Fidelity Investments’ Director of Global Macro, Jurrien Timmer, recently shared an updated rendition of the firm’s famous “Periodic Table of Investment Returns.”
The performance leaderboard shows that the high-flying gains seen in certain global equities stood in sharp contrast to a painful cooling-off period for traditional safe havens and alternative assets.
Winners and losers
Emerging markets, small-cap equities, and Japanese markets successfully claimed the top spots on the leaderboard; Bitcoin, gold, and long-term bonds languished at the very bottom of the performance matrix.
A closer, detailed inspection of the periodic table’s historical architecture demonstrates how radically the investment landscape shifted in the first half of 2026.
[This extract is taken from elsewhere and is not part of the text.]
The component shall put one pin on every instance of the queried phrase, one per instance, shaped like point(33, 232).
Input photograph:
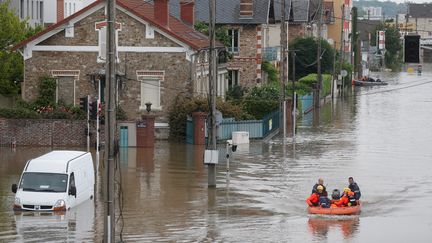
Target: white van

Looking at the final column on the far right of the matrix, which tracks the monthly data up to June 2026, the bottom section is heavily dominated by a distinct block of bright orange tiles labeled with the letter “B”.
According to the table’s master legend, this orange designation specifically tracks the performance of Bitcoin. The clustered aggregation of these orange tiles at the foot of the 2026 column vividly illustrates that the leading cryptocurrency experienced an intense period of underperformance compared to almost every other liquid asset class on the grid.
Interspersed among these low-ranking Bitcoin tiles are other notable underperformers that typically move on different market dynamics.
Long-term treasuries, designated by the light green “LT” tiles, and spot gold are pinned right alongside Bitcoin in the lower echelons of the June layout.
This parallel slump creates an unusual market phenomenon where an aggressive, digital risk asset like Bitcoin and a conservative, physical store of value like gold simultaneously occupied the worst-performing tier.